Toda dor que se apossa de mim, faz um caminho curto - porque ela vem de dentro. O que me atinge e me causa tanta nevralgia, não vem de fora; vem de um lugar bem próximo e conhecido: a centímetros de distância do seu estouro; a algumas camadas de pele, músculos e nervos.
De
tudo o que está dentro, é possível enxergar fora. Bem ao contrário do que era de se
esperar ... que fizesse o caminho mais longo de se percorrer - de fora para dentro, não é o que acontece e acaba mesmo por emergir, de tão perto! Irrompendo da corrente sanguínea, atravessa todas as pequenas barreiras: de
ossos, nervos, músculos e pele. Dói nos
ossos, afetam-se os nervos, contraem-se os músculos e aflora à pele.
Trago em mim pequenas nodoas, ainda dormentes, revestidas de fina película gelatinosa, e à medida que vão despertando, no devido tempo; vão provocando em mim, úlceras na carne e ranhuras na essência, por estímulos dolorosos e cruéis, mas que ninguém vê.

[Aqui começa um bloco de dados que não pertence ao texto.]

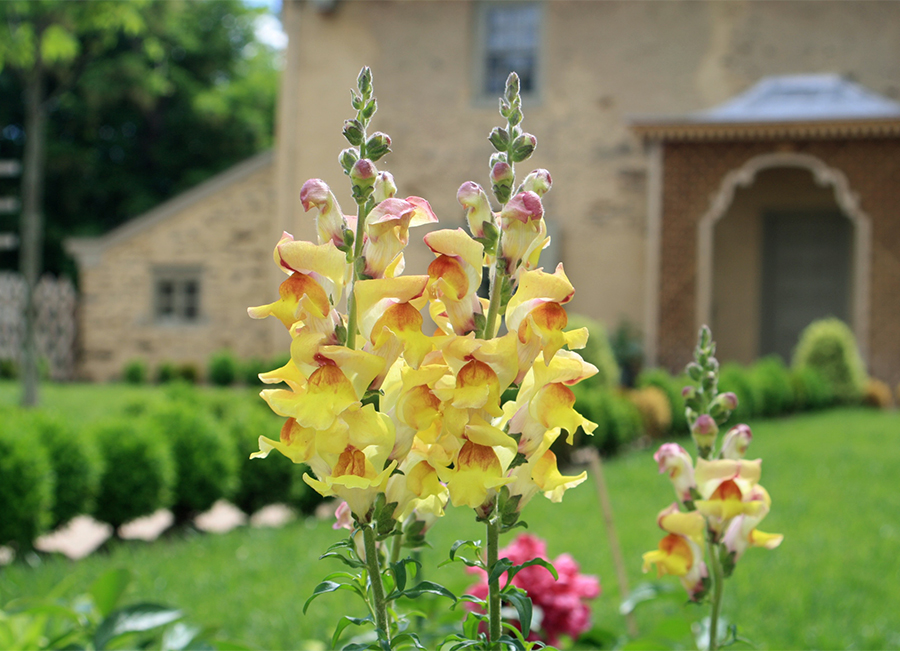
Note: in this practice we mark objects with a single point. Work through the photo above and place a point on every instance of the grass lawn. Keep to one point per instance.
(833, 583)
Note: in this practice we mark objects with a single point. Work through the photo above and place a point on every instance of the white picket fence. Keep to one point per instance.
(55, 328)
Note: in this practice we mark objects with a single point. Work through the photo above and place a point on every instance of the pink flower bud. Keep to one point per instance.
(524, 207)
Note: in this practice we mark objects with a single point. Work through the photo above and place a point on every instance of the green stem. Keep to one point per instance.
(380, 605)
(718, 584)
(493, 536)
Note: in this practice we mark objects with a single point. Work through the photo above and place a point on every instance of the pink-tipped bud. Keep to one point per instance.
(315, 192)
(524, 207)
(736, 442)
(704, 430)
(539, 182)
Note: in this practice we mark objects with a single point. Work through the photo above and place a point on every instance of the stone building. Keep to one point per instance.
(664, 221)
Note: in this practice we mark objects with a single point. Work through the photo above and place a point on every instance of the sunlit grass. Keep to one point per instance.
(834, 582)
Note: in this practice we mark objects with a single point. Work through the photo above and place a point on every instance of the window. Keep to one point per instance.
(176, 295)
(510, 40)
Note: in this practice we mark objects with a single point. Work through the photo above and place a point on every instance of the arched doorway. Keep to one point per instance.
(782, 258)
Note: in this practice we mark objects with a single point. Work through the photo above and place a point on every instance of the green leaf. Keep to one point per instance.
(325, 587)
(108, 589)
(133, 619)
(524, 609)
(429, 587)
(344, 622)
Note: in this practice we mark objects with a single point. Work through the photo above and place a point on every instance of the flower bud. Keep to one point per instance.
(377, 145)
(362, 176)
(499, 138)
(353, 132)
(539, 182)
(385, 188)
(501, 181)
(522, 148)
(736, 441)
(347, 158)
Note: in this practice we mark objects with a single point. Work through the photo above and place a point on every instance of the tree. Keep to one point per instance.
(137, 114)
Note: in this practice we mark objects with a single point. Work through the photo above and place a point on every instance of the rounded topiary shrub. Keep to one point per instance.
(223, 368)
(205, 460)
(829, 347)
(75, 463)
(671, 386)
(27, 484)
(135, 372)
(773, 381)
(597, 351)
(138, 471)
(260, 481)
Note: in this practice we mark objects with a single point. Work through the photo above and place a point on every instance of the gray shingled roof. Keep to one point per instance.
(804, 98)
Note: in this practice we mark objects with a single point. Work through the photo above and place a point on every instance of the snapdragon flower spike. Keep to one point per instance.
(679, 553)
(726, 488)
(387, 233)
(675, 461)
(473, 198)
(330, 222)
(390, 320)
(524, 233)
(536, 314)
(455, 276)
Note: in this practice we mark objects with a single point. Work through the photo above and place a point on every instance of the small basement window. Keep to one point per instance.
(510, 39)
(176, 295)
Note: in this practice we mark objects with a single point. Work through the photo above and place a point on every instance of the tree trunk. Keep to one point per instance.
(32, 223)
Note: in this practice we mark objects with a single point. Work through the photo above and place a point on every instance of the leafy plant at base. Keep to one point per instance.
(138, 470)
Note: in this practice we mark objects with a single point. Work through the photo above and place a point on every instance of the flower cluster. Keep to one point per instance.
(719, 499)
(559, 605)
(377, 401)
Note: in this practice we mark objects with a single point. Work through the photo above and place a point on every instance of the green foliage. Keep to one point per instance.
(223, 368)
(829, 347)
(27, 484)
(598, 352)
(205, 460)
(260, 481)
(138, 470)
(671, 386)
(75, 463)
(156, 98)
(773, 382)
(135, 372)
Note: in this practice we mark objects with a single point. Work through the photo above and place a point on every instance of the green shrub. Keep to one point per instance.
(671, 386)
(166, 372)
(260, 481)
(75, 463)
(138, 471)
(773, 381)
(598, 352)
(27, 484)
(829, 347)
(205, 460)
(135, 372)
(738, 380)
(223, 369)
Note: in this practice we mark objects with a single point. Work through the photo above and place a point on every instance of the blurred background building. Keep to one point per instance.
(732, 163)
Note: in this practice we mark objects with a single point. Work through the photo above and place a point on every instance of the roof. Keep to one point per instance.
(88, 249)
(790, 105)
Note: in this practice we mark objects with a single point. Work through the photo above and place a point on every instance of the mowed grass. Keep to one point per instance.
(833, 583)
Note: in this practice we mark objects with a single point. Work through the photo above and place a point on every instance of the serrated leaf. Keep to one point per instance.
(133, 619)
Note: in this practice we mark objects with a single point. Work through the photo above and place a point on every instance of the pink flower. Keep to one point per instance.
(560, 603)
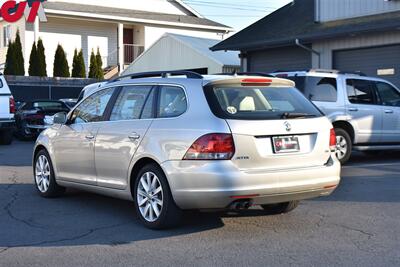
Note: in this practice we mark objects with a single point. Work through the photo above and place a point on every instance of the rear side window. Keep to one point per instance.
(252, 103)
(130, 102)
(361, 92)
(172, 102)
(389, 95)
(321, 89)
(92, 108)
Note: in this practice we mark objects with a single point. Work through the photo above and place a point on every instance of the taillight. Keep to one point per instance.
(332, 140)
(12, 105)
(212, 147)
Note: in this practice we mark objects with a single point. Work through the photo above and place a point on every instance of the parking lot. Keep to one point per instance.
(357, 226)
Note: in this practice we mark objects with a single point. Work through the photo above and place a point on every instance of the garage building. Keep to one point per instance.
(349, 35)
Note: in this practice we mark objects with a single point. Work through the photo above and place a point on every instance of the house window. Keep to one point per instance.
(6, 35)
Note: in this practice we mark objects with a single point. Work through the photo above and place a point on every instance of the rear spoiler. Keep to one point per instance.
(253, 81)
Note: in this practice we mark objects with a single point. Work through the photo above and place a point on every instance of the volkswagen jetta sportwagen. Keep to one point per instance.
(173, 141)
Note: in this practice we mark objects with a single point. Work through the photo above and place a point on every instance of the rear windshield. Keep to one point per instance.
(49, 105)
(265, 103)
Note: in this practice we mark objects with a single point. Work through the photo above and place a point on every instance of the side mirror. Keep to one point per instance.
(60, 118)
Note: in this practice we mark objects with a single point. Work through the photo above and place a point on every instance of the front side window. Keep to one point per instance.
(92, 108)
(130, 102)
(361, 92)
(172, 102)
(264, 103)
(389, 95)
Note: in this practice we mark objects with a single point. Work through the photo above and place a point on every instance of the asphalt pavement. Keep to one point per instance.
(356, 226)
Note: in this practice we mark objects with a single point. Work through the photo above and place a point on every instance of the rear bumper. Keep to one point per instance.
(7, 125)
(211, 185)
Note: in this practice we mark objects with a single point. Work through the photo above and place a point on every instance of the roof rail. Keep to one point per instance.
(161, 74)
(359, 73)
(262, 74)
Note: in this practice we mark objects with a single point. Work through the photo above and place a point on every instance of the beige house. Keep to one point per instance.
(122, 29)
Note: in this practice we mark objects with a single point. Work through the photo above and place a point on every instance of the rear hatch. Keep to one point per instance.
(4, 100)
(273, 125)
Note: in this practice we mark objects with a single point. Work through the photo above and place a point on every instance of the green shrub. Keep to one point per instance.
(93, 66)
(99, 62)
(33, 62)
(14, 59)
(78, 65)
(60, 68)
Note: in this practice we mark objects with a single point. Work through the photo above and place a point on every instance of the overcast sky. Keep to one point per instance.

Sem dúvida, não há como despertar nodoas inexistentes. Por mais hostil que seja o meu entorno, se eu não as trouxer entorpecidas ou esquecidas dentro de pequenas bolhas; não sentirei impacto algum, a minha sensibilidade não sofrerá nenhum abalo, pois o 'fora' não se refletirá no que não está 'dentro'. Se eu não carregar superfície capaz de agir como espelho, o que está fora, não se reproduzirá dentro.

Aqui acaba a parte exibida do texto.